How I built an AI-active Gmail inbox with real context + personalization (without Google’s AI)
I’ve been really interested in making AI actually useful in email — not “generic smart replies,” but an inbox where the right messages reliably turn into drafts that sound like me, reflect reality, and include the context I’d pull manually if I had time.
The catch: the context I need rarely lives inside Gmail.
It lives in:
- HubSpot (who is this person, what’s the account history, are they VIP, what did we promise?)
- Stripe (are they a customer, what plan, what happened with billing?)
- Postgres (internal source of truth: flags, entitlements, state)
- This repo (docs, runbooks, decisions, roadmaps, patterns)
So I built an AI-active Gmail inbox: Gmail stays the event source, but the agent runs inside a GitHub repo with MCP tools that can pull real context and draft replies that are personalized, accurate, and safe.
I did this without relying on Google’s AI. Gmail is plumbing (labels + push notifications). The intelligence and guardrails are mine.
Three non-negotiable constraints guided the build:
- No polling: I want push-driven events, not a cron job hammering APIs.
- No auto-send: drafts only; I approve every message.
- No inbox-only context: the agent must be able to query the systems that actually matter.
What I wanted was a workflow where Claude Code runs inside a GitHub repo (so it can read everything I’ve written and shipped), connects to MCP tools (so it can pull live customer context), drafts a reply in Gmail, and then pings me for approval. No surprises. No polling. No hallucinated promises.
We actually looked at building this with our Fastmail MCP first. I love Fastmail, but their API didn't give us a clean event trigger we could hook into without polling constantly. I hate polling. It feels messy and wasteful.

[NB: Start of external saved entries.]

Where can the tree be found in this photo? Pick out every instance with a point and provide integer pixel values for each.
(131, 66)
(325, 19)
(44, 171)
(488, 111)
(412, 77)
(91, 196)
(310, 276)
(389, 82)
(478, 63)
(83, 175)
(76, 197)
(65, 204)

Gmail, however, has a push notification system that talks to Google Cloud Pub/Sub. That’s the hook.
Here's the war story of how I built a real-time, event-driven pipeline that turns "new important email" into "draft reply ready," with real context + personalization — and the mistakes I had to fix along the way.

The 10,000-foot view
The final flow looks simple, but I didn’t get it right on the first try:
- Gmail receives an email. If it matches a specific filter, it applies a label:
AI_TRIGGER. - Google Cloud Pub/Sub gets a push notification from Gmail saying “history changed for this label.”
- Cloud Functions (Gen2) wakes up, translates that history into concrete Gmail
messageIds, and only then fires aworkflow_dispatchevent to GitHub. - GitHub Actions spins up, runs Claude Code, and connects to the MCPBundles Hub MCP (
https://mcp.mcpbundles.com/hub). My MCPBundles account is already configured with access to a range of SaaS tools (HubSpot, Stripe, etc.), and it’s already authenticated and ready to go with the right context. - Claude uses the Gmail MCP, reads each email by
messageId, drafts a reply in Gmail, and creates a GitHub issue tagged for me with a direct link to that draft.
It’s fast. It’s serverless. And it keeps the heavy lifting (the AI reasoning + tool calls + policy) inside the GitHub Action where I have control and an audit trail.
Why “without Google’s AI”?
Google’s AI features live inside the inbox. That’s not where my best answers come from.
My best answers come from:
- Cross-system context: CRM history, billing state, internal source-of-truth data, and repo docs/runbooks.
- A controlled execution environment: a repo-run agent can read my project context deterministically and follow explicit permissions.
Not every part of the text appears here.